There are plenty of reasons I’m not too fond of rollercoasters: the jerking motion, free-falling motion, the tight grip on the handles, the stomach in your throat feeling, and plenty more. It’s never been exhilarating for me. I have even tried to find joy in them. The stress release of screaming your brains out without judgment. The laughter of riders afterward. The wind in your hair. While these are all positives for many, the negative feelings far outweigh the positives. Hell, most of the time, I was never tall enough to ride the rollercoasters, but I did try a few, and it was enough to know that it wasn’t for me. Right now in my life, this journey of battling anxiety with panic disorder is one big rollercoaster ride, and I want off.

These last two weeks have been challenging. One day I will feel like my healthy self, full of peace, calm, and lightness. The next day, my body twitches and tremors, my stomach churns, and my head either hurts or is dizzy. It’s almost four weeks since I started meds, and I can’t tell if they are working or not. I’m guessing they are because the anxiety hasn’t spiraled/escalated into a panic. To me, these little moments are progressing me toward steady days.

Like many others, I’m doing my fair share, probably too obsessively, of research on how to hold down a job with anxiety and panic disorder. I’m trying new breathing techniques, cold showers, long walks, sensory-type grounding practices, cognitive behavior therapy, hypnotherapy, and more. Intellectually, I know it will be a long process to get well, but that doesn’t mean I won’t get frustrated, annoyed, or impatient by how slow this is taking.

So as I continue on this rollercoaster, I am trying my hardest to give myself some grace on the challenging days. My husband is more patient with me than I am on those days. He’s my rock and my support, and I mean that as literally as possible. He truly holds me up when my legs want to give out. He holds my hand when he senses my fear and reassures my soul that I am not alone. When he wraps me in his arms tightly, it eases my rapid heartbeat into a slow thump. On days when I feel strong and at peace, I try to push past my comfort zone and dip my toes in the proverbial waters to see how my body will react.
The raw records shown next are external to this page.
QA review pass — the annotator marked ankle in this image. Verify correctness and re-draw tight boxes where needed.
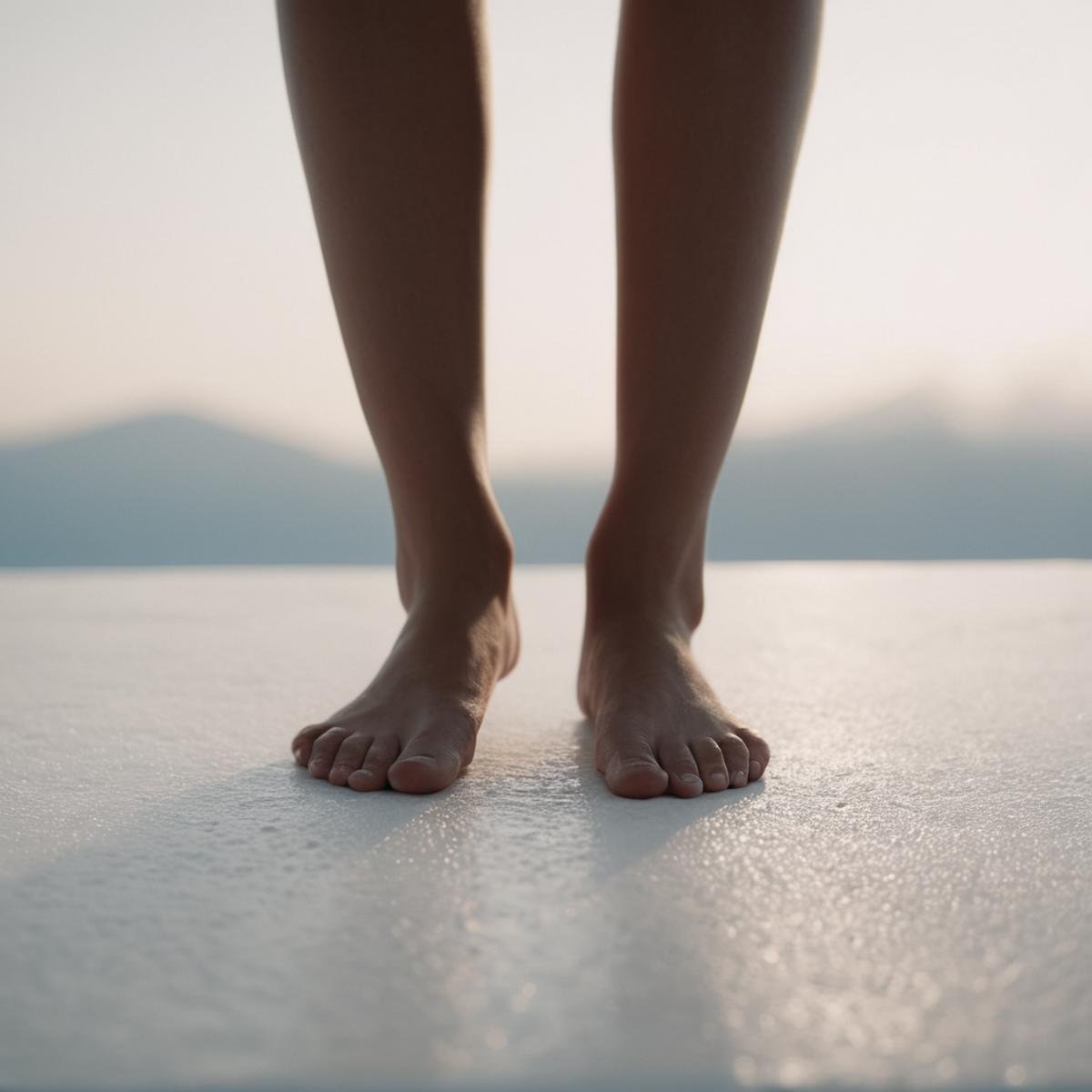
[584,511,704,641]
[395,509,514,612]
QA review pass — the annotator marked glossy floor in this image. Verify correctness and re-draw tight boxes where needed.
[0,562,1092,1090]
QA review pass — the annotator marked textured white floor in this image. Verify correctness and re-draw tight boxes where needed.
[0,562,1092,1090]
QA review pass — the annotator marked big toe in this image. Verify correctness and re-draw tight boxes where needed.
[387,741,463,793]
[606,754,667,801]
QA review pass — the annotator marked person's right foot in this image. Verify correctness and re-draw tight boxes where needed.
[291,588,520,793]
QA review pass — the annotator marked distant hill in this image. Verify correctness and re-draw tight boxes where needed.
[0,399,1092,567]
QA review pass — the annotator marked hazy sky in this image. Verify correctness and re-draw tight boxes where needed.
[0,0,1092,466]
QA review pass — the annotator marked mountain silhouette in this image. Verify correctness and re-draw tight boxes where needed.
[0,406,1092,567]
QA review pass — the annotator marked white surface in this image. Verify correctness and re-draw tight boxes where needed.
[0,562,1092,1090]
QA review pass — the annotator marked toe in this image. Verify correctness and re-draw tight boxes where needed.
[716,733,750,788]
[736,728,770,781]
[291,724,329,765]
[387,730,466,793]
[606,748,667,801]
[329,733,371,785]
[307,728,349,777]
[660,739,703,796]
[346,736,399,793]
[690,739,730,793]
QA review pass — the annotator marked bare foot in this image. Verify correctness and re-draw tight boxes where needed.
[291,592,520,793]
[578,617,770,797]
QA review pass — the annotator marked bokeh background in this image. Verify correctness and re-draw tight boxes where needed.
[0,0,1092,566]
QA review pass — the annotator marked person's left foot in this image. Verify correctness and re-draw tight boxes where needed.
[578,617,770,797]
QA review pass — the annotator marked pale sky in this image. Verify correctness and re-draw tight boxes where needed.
[0,0,1092,469]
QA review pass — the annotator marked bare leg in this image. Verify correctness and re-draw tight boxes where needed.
[278,0,519,793]
[578,0,821,797]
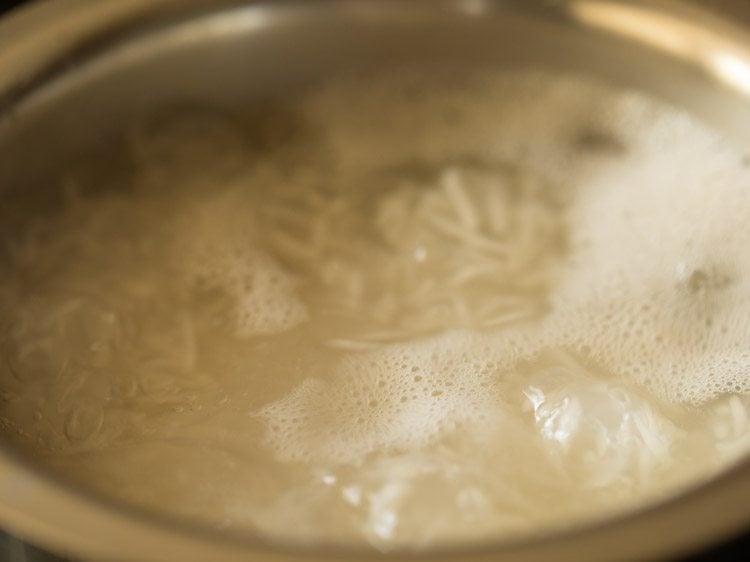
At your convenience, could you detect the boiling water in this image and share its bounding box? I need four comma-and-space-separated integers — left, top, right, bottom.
0, 71, 750, 549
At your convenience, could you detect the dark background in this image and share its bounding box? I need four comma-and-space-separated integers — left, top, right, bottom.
0, 0, 750, 562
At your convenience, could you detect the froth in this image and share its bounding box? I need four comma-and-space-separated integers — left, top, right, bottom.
545, 96, 750, 403
259, 333, 513, 463
176, 192, 308, 337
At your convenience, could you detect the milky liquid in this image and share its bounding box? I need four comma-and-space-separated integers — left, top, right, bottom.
0, 69, 750, 550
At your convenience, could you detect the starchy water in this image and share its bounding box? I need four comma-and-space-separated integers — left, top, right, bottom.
0, 69, 750, 550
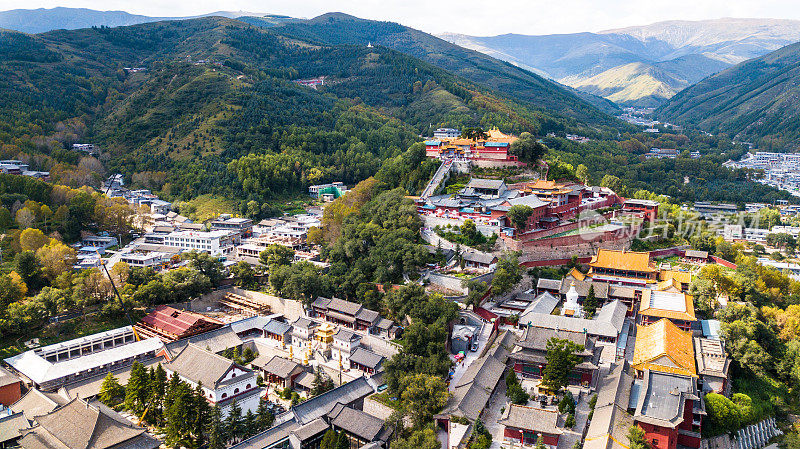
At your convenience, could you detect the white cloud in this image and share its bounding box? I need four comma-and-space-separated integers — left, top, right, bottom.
0, 0, 800, 35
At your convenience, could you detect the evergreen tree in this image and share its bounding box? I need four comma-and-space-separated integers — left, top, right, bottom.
191, 383, 211, 447
125, 361, 149, 415
319, 429, 338, 449
583, 285, 597, 318
311, 367, 333, 396
149, 363, 167, 426
336, 431, 350, 449
256, 398, 275, 431
100, 373, 125, 407
225, 399, 244, 441
244, 410, 258, 438
164, 376, 195, 448
542, 337, 581, 391
206, 405, 228, 449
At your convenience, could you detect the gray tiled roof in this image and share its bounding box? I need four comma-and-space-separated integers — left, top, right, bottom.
497, 404, 563, 435
11, 388, 69, 420
559, 278, 608, 300
536, 278, 561, 290
164, 344, 234, 388
287, 375, 375, 423
264, 320, 292, 335
20, 399, 160, 449
292, 317, 317, 329
466, 178, 504, 189
0, 412, 30, 443
292, 418, 329, 441
350, 346, 383, 369
442, 331, 514, 420
633, 370, 697, 429
251, 355, 300, 379
0, 366, 21, 387
461, 251, 497, 265
583, 364, 633, 449
328, 404, 383, 441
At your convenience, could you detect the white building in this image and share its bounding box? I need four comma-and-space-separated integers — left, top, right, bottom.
164, 343, 262, 417
161, 231, 238, 256
433, 128, 461, 139
5, 326, 164, 391
120, 252, 170, 268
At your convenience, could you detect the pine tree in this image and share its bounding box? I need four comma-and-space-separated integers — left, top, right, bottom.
583, 285, 597, 318
191, 382, 211, 447
206, 405, 228, 449
100, 373, 125, 407
125, 361, 148, 414
149, 363, 167, 426
256, 398, 275, 431
225, 399, 243, 441
336, 431, 350, 449
319, 429, 338, 449
164, 380, 194, 448
244, 410, 258, 438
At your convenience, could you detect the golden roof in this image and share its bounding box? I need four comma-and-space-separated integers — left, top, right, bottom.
656, 279, 681, 292
631, 319, 697, 377
658, 270, 692, 284
639, 289, 697, 321
567, 268, 586, 281
589, 248, 656, 273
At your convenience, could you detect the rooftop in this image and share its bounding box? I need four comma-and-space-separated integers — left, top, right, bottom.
497, 404, 563, 435
639, 289, 696, 321
634, 370, 697, 429
631, 319, 697, 376
589, 248, 656, 273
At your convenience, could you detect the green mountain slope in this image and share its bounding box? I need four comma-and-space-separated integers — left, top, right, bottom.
659, 40, 800, 149
0, 18, 611, 201
240, 13, 617, 120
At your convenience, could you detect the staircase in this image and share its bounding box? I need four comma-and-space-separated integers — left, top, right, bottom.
420, 159, 453, 200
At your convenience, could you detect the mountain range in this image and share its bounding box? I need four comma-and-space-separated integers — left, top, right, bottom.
657, 39, 800, 151
0, 7, 291, 34
440, 18, 800, 107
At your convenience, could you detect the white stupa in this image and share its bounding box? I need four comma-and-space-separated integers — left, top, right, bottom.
561, 281, 583, 317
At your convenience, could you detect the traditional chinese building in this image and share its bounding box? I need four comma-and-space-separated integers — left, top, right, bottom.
631, 319, 697, 377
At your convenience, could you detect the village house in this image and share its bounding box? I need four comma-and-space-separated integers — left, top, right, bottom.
232, 377, 386, 449
290, 317, 318, 351
631, 319, 697, 377
0, 367, 22, 407
326, 404, 392, 449
639, 289, 697, 330
508, 327, 601, 386
310, 296, 393, 333
5, 326, 164, 391
631, 370, 706, 449
583, 362, 633, 449
250, 355, 305, 389
134, 305, 223, 343
19, 399, 161, 449
694, 337, 731, 396
589, 248, 658, 286
497, 404, 563, 449
163, 343, 262, 416
350, 346, 384, 376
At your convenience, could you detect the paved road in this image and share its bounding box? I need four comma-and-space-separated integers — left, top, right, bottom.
450, 324, 492, 391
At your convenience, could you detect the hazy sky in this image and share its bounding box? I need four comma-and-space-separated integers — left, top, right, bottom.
0, 0, 800, 35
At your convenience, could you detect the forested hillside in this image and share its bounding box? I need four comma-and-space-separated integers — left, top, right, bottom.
0, 16, 783, 211
240, 13, 621, 119
659, 44, 800, 151
0, 17, 620, 208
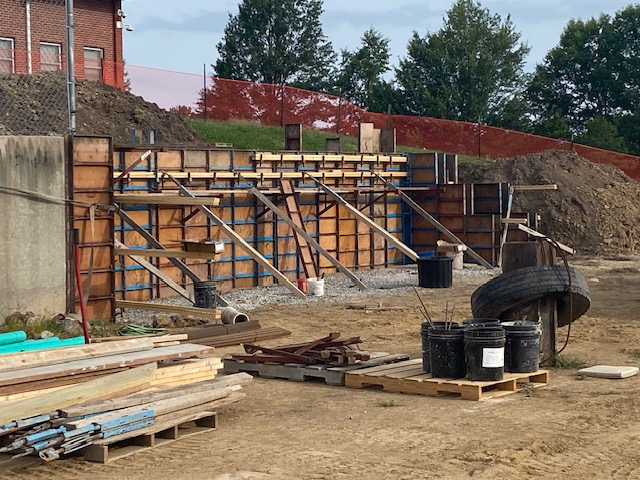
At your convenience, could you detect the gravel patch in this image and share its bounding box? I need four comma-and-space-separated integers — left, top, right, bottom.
122, 265, 501, 324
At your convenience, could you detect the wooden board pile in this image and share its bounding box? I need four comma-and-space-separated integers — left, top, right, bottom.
233, 332, 370, 366
0, 335, 251, 461
176, 320, 291, 347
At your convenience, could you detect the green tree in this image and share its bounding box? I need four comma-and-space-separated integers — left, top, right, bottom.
534, 112, 573, 140
396, 0, 530, 126
213, 0, 336, 90
528, 5, 640, 134
576, 116, 627, 153
336, 28, 391, 109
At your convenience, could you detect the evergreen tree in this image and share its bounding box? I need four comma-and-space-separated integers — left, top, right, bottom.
337, 28, 391, 109
213, 0, 336, 90
396, 0, 530, 126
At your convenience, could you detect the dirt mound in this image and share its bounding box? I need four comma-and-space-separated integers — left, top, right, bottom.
460, 150, 640, 254
0, 72, 203, 144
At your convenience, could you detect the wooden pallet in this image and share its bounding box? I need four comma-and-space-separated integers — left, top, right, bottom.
345, 359, 549, 400
81, 412, 218, 463
224, 352, 409, 385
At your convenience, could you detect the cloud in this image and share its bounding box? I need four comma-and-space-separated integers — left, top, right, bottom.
135, 10, 229, 33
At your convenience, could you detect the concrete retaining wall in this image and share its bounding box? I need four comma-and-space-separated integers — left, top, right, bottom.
0, 136, 66, 317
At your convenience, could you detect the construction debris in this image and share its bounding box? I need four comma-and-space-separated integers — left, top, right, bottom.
0, 335, 252, 462
232, 332, 370, 365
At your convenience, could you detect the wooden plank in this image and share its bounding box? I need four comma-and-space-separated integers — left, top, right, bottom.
513, 183, 558, 192
280, 179, 320, 278
251, 187, 367, 290
115, 247, 220, 260
0, 363, 156, 424
114, 239, 194, 303
0, 337, 154, 371
60, 373, 253, 418
82, 410, 221, 463
307, 174, 418, 260
0, 343, 213, 386
91, 333, 189, 345
167, 174, 306, 298
198, 327, 291, 347
224, 352, 409, 385
116, 300, 221, 320
345, 359, 549, 400
518, 225, 576, 255
114, 170, 408, 181
253, 152, 408, 163
113, 193, 220, 207
378, 177, 493, 268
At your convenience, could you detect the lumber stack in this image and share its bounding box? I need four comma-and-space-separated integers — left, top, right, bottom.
0, 334, 251, 461
0, 369, 252, 462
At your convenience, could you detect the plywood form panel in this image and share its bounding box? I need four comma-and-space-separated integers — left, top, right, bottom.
233, 150, 253, 168
208, 150, 234, 170
318, 234, 338, 252
156, 150, 182, 170
338, 235, 357, 253
235, 277, 257, 288
182, 150, 209, 172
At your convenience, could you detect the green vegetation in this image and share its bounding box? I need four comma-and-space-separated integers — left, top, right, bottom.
0, 312, 69, 338
214, 0, 640, 155
547, 353, 589, 370
187, 120, 425, 153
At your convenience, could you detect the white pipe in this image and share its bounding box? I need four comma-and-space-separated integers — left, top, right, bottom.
220, 307, 249, 325
24, 0, 33, 73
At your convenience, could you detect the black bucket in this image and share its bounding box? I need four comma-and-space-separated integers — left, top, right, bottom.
193, 282, 216, 308
417, 257, 453, 288
420, 322, 461, 373
502, 321, 542, 373
464, 325, 505, 382
462, 318, 500, 326
428, 327, 466, 378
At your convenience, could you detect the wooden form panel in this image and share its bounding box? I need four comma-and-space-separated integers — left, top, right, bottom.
69, 136, 115, 321
114, 146, 407, 298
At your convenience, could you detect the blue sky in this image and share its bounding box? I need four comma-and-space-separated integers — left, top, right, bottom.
123, 0, 630, 73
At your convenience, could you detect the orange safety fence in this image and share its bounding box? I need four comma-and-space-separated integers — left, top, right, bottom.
125, 65, 640, 180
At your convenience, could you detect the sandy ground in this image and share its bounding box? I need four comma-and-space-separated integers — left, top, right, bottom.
0, 257, 640, 480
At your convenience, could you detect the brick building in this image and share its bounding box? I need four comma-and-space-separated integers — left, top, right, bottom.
0, 0, 124, 88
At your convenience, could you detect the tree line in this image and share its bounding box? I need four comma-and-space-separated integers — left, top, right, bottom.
213, 0, 640, 155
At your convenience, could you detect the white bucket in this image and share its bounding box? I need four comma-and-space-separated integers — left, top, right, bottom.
307, 278, 324, 297
447, 252, 464, 270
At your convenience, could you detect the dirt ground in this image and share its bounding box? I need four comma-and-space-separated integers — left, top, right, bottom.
0, 257, 640, 480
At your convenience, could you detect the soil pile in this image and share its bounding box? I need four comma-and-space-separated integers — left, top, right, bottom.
0, 72, 203, 144
459, 150, 640, 254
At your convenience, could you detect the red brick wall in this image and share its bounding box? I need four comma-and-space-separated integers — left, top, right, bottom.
0, 0, 123, 87
0, 0, 27, 72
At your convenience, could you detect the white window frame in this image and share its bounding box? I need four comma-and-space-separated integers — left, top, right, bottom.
82, 47, 104, 82
0, 37, 16, 73
40, 42, 62, 72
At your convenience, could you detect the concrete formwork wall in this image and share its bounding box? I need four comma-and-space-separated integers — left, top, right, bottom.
0, 137, 67, 316
114, 146, 407, 300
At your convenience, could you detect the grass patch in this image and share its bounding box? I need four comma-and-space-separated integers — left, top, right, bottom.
547, 353, 589, 370
0, 312, 69, 338
186, 119, 427, 153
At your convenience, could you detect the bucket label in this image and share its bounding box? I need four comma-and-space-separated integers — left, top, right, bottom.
482, 347, 504, 368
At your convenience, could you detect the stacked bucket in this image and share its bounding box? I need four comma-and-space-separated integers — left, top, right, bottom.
421, 318, 542, 382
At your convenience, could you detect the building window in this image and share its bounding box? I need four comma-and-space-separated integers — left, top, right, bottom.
40, 42, 62, 72
0, 38, 15, 73
84, 47, 102, 82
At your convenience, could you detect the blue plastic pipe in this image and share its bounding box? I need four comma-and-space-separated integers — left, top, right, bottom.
0, 330, 27, 345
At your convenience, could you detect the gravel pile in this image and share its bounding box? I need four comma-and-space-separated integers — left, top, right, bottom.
122, 265, 500, 325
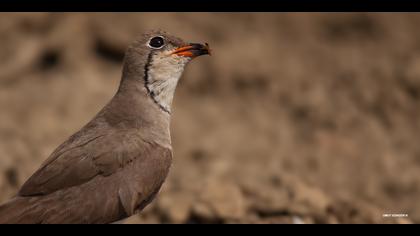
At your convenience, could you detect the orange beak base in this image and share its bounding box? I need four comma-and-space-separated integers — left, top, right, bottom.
172, 43, 211, 58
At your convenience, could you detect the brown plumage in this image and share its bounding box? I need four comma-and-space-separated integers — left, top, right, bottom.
0, 31, 209, 223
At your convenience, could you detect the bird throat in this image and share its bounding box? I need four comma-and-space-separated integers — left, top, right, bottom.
145, 53, 188, 113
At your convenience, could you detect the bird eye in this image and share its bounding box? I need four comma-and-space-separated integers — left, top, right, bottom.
149, 36, 165, 48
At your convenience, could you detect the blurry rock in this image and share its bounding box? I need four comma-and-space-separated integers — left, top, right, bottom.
157, 192, 193, 223
193, 179, 247, 221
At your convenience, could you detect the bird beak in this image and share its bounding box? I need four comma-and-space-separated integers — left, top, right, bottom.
171, 43, 211, 58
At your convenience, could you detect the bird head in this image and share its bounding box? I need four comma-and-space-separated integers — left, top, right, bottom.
124, 30, 211, 113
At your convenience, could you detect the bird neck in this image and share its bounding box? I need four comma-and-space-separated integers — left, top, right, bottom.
106, 75, 171, 148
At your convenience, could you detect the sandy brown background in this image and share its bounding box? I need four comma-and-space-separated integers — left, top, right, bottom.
0, 13, 420, 223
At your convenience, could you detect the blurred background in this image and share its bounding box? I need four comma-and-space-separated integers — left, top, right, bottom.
0, 13, 420, 223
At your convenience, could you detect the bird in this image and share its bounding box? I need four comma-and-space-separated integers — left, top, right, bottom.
0, 30, 211, 224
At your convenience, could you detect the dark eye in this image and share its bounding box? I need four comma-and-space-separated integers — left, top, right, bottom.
149, 36, 165, 48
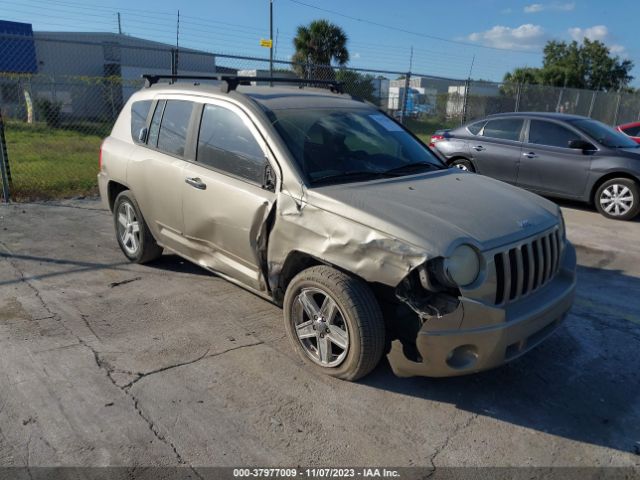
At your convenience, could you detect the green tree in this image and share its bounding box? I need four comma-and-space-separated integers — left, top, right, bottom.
291, 20, 349, 80
504, 38, 633, 91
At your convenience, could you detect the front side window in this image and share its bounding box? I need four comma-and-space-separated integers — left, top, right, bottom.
131, 100, 153, 143
158, 100, 193, 157
529, 120, 582, 148
268, 108, 446, 184
569, 118, 640, 148
482, 118, 524, 142
196, 105, 266, 184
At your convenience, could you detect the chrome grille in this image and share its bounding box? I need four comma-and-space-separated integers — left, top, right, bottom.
494, 229, 562, 305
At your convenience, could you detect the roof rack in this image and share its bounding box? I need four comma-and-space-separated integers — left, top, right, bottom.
142, 74, 344, 93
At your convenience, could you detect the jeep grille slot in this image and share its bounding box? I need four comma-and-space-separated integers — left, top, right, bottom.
494, 229, 561, 305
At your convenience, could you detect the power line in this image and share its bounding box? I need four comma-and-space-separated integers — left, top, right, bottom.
289, 0, 540, 55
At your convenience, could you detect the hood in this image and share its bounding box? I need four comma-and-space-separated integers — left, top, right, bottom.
307, 169, 558, 255
618, 147, 640, 160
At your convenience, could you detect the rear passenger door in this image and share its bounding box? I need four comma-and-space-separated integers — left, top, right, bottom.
182, 101, 275, 291
469, 117, 524, 184
518, 119, 591, 198
127, 99, 199, 251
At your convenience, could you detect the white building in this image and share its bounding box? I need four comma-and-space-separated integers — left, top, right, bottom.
447, 84, 500, 117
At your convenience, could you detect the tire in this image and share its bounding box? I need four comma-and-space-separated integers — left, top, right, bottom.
284, 265, 385, 381
449, 158, 476, 173
593, 178, 640, 220
113, 190, 162, 263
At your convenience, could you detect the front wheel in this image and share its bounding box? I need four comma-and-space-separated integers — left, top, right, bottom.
593, 178, 640, 220
449, 158, 476, 172
284, 265, 385, 380
113, 190, 162, 263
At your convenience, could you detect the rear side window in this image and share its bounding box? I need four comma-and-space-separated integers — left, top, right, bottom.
482, 118, 524, 141
196, 105, 266, 184
131, 100, 153, 143
158, 100, 193, 157
622, 125, 640, 137
147, 100, 167, 147
529, 120, 581, 148
467, 121, 487, 135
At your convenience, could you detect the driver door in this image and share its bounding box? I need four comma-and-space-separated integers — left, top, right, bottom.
182, 102, 276, 291
469, 117, 524, 184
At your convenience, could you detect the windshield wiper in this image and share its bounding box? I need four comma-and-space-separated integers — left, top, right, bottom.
384, 162, 440, 175
311, 170, 387, 183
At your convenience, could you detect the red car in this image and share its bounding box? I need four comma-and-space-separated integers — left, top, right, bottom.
616, 122, 640, 143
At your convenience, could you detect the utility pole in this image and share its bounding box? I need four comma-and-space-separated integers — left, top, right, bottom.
269, 0, 273, 87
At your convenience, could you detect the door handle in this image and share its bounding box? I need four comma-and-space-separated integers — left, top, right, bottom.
184, 177, 207, 190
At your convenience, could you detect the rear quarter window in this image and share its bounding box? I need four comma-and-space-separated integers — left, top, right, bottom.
622, 125, 640, 137
467, 120, 487, 135
131, 100, 153, 143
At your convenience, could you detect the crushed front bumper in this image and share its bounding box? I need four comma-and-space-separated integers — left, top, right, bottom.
388, 242, 576, 377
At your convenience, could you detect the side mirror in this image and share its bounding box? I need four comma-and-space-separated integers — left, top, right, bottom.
569, 140, 596, 152
262, 163, 276, 192
138, 127, 147, 143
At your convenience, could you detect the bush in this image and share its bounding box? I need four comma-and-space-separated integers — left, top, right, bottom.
35, 98, 62, 128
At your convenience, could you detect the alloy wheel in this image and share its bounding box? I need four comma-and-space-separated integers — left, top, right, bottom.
599, 183, 635, 217
292, 288, 349, 367
118, 201, 140, 256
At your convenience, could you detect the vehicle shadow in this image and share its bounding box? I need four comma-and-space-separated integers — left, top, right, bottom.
362, 267, 640, 454
545, 197, 640, 223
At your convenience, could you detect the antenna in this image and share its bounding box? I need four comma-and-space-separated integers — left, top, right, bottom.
409, 45, 413, 71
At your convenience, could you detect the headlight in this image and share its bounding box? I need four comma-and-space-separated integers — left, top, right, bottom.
444, 245, 480, 287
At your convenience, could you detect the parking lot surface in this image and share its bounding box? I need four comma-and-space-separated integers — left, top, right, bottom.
0, 200, 640, 470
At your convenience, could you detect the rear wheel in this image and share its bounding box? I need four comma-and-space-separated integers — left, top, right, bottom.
449, 158, 476, 172
593, 178, 640, 220
113, 190, 162, 263
284, 265, 385, 380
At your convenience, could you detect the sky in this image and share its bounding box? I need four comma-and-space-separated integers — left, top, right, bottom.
5, 0, 640, 87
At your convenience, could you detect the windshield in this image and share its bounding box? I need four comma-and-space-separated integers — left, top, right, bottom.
569, 118, 640, 148
270, 108, 446, 184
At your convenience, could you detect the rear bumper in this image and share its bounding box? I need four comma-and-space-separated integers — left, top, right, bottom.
98, 172, 109, 208
388, 242, 576, 377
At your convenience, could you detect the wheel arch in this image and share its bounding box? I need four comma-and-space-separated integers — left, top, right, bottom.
588, 171, 640, 204
107, 180, 129, 212
273, 250, 373, 305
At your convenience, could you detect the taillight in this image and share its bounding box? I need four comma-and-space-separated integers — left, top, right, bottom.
429, 135, 444, 147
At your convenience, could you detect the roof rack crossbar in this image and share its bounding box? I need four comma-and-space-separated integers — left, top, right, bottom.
142, 74, 344, 93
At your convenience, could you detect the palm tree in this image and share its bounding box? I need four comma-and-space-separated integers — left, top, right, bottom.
291, 20, 349, 80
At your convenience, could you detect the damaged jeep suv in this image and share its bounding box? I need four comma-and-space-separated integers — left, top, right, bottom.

As I wrestle with all these physical reactions to the world around me, I remind myself that I need to figure out what to do with my teaching career. Right now, it’s on hold in the infamous FMLA status, but even that requires an end date. I want to go back, but it’s hard putting on a mask of bravery when my body is freaking out on the inside. My doctor and therapist advise me that I shouldn’t decide while feeling this way. Unfortunately, it feels like unfinished business. Plus, there’s the weight of knowing how much extra work it is putting on your colleagues.

Writing through all this has been helpful and feels substantial. I wish I were well enough to share with my students just how important it is to write your way through the ups and downs, twists and turns, and the backward motion of the rollercoaster. I also wish I was not tall enough to ride this ride, but there is a purpose, and I’m determined to find the purpose of this journey.

Action Step: I encourage you to leave a comment and share your story with me. I am a firm believer that we can never heal in isolation. We heal in our community. I urge you to find your community if you struggle with mental health. It doesn’t need to be a large group but find your people.

I count my blessings for my community of supporters. Without their love, patience, and support, I would be lost and lonely. Like my motto, “Writing is a life-long journey meant to be shared,” I can now confidently say the same about healing my anxiety ~ it may be a life-long journey, but I’m grateful I can share it with you and those around me.

Disclaimer: This is by no means therapy or professional advice. This blog series is my narrative, my journey, that I am sharing with you in hopes of encouraging you to begin healing your anxiety.